Chris also1 recently commented that it is surprising that various operating systems do not automatically incorporate encryption into your basic profile. The following was my reply.
As to why windows did not, remember that of the various versions of windows that came before win 2k and XP, only NT and "windows for workgroups" (not well known, it came between windows 3.1 and windows 95, never sold much) had a true concept of multiple users. Notably, windows 98's multiple users functionality caused all sorts of settings and information to "leak" across accounts. Hardly the ideal environment for any type of automatic encryption use.
In today's world, where even substandard systems like windows have a decent concept of multiple users, incorporating encryption into the system's storage is far more possible. I am not sure how effective it would be though. Remember, in order to read and write to your encrypted files, the computer would have to "know" the key, that is store it in memory. (alternately, it could store the files in a ram disk, and then only need the key to sync the ram disk to the encrypted versions of the same files, but this is far more fragile as a computer crash would cause incalculable data loss, as the old pattern of "save often" would not necessarily save to non-violate memory (aka the hard drive).) The key, or the pass phrase (depending on the encryption scheme), is then vulnerable to attack by anyone else on the system with access to your memory (IE the person who hacked your computer last week because you run windows, or the system admin, or a virus). And losing a key causes far-reaching headaches, as I am sure you are aware.

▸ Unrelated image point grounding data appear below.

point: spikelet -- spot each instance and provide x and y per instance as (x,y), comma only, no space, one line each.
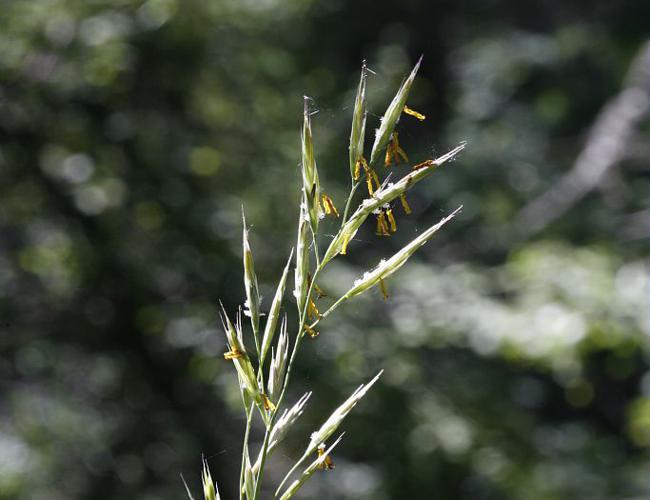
(210,490)
(274,312)
(282,426)
(317,464)
(388,267)
(248,381)
(335,419)
(392,115)
(381,197)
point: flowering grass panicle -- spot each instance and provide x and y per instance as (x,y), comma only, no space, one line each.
(263,379)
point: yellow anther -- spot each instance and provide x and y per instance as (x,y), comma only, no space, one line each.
(424,164)
(394,153)
(411,112)
(234,353)
(329,205)
(405,204)
(312,310)
(344,244)
(382,226)
(268,405)
(391,220)
(357,169)
(311,332)
(327,463)
(319,292)
(388,159)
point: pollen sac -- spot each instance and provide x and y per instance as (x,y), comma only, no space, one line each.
(382,287)
(268,405)
(405,204)
(328,204)
(234,353)
(312,311)
(327,463)
(382,226)
(414,113)
(394,153)
(311,332)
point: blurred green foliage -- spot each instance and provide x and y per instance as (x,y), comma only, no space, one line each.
(131,132)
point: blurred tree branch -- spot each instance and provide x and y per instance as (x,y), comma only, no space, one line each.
(608,140)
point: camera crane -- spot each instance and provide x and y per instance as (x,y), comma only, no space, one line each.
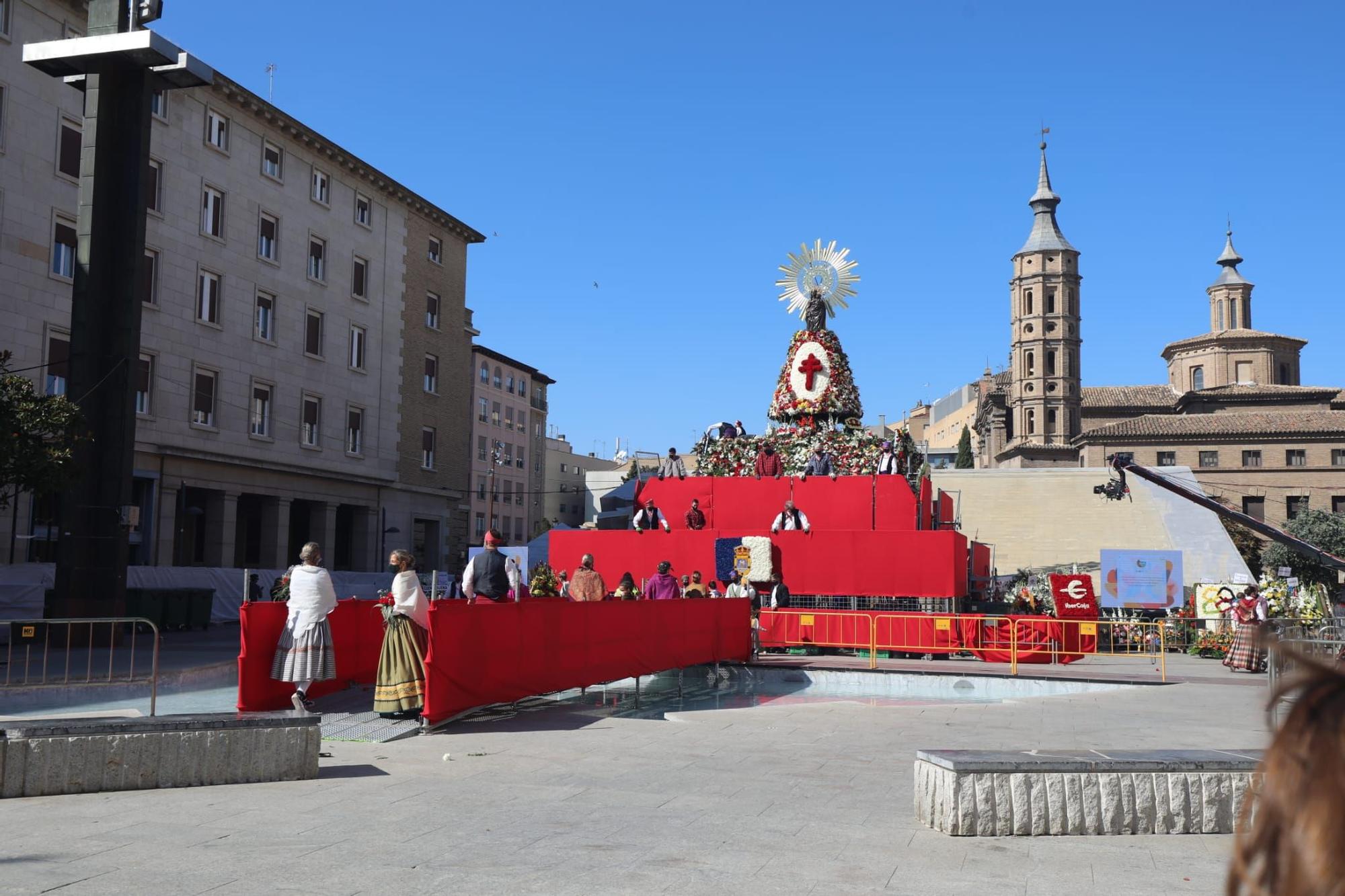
(1116,489)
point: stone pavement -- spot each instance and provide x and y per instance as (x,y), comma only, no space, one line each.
(793,795)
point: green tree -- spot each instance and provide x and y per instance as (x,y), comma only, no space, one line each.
(38,435)
(965,460)
(1320,529)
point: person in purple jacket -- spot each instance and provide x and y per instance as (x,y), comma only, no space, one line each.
(662,584)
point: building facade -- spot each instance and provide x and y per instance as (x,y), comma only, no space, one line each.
(282,278)
(508,446)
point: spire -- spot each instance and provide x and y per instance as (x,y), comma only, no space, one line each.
(1046,233)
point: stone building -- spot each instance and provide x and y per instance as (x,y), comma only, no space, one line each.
(508,446)
(289,321)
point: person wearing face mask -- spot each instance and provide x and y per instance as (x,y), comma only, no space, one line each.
(400,688)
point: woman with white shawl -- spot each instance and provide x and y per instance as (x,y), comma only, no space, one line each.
(305,653)
(400,688)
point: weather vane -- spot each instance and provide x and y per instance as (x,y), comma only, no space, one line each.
(824,272)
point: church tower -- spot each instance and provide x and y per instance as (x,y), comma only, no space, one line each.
(1044,360)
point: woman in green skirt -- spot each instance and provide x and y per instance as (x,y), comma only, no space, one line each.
(400,688)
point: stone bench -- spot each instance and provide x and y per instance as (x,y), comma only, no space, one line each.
(974,792)
(49,756)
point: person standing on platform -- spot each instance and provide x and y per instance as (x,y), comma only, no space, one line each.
(305,651)
(662,584)
(769,462)
(696,517)
(587,584)
(792,520)
(400,688)
(650,518)
(672,466)
(490,577)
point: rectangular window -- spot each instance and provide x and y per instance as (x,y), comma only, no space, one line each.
(314,333)
(431,374)
(145,385)
(354,431)
(262,411)
(311,419)
(213,213)
(204,399)
(68,150)
(360,279)
(428,448)
(266,317)
(217,131)
(357,348)
(272,161)
(64,244)
(322,188)
(432,311)
(208,298)
(268,237)
(317,259)
(59,364)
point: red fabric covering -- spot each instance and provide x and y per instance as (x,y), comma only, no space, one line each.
(496,654)
(357,641)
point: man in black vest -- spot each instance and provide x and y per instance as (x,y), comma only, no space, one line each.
(490,577)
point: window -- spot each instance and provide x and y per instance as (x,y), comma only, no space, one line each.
(310,421)
(268,237)
(428,448)
(154,178)
(314,333)
(213,213)
(431,374)
(217,131)
(317,259)
(59,364)
(64,244)
(272,161)
(432,311)
(145,385)
(360,279)
(354,431)
(208,298)
(357,348)
(262,411)
(204,399)
(264,318)
(322,188)
(68,149)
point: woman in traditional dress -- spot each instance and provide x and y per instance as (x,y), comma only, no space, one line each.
(1247,650)
(400,688)
(305,650)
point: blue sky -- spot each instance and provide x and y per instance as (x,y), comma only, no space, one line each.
(676,153)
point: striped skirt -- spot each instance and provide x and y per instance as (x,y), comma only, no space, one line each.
(306,658)
(401,666)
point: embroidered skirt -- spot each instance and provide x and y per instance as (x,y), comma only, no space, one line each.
(307,657)
(401,666)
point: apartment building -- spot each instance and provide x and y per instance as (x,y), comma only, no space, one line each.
(294,298)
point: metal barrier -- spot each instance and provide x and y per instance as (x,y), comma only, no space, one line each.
(28,633)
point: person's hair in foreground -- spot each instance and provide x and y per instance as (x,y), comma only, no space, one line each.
(1296,841)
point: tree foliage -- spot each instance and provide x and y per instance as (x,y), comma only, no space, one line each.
(38,435)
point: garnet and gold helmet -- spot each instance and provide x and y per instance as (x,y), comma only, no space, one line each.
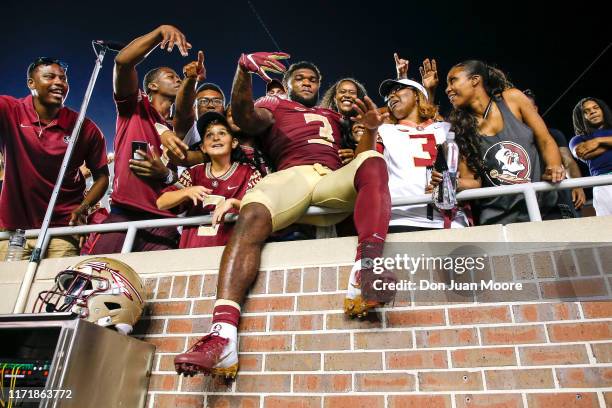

Better than any pervasive scheme of encryption then, I think, is simply better (I.E. more widespread) understanding of it. Companies such as Tiger Privacy2 provide easy to use, and sufficiently secure, encryption for email that could be easily and widely deployed without too much trouble for users. While this has other problems (For example, it requires POP3, and thus emails are stored on the local drive, vs the (presumably) more trust worthy (I.E. more likely to be a RAID) server), it does demonstrate that encryption is not necessarily orthogonal to ease of use.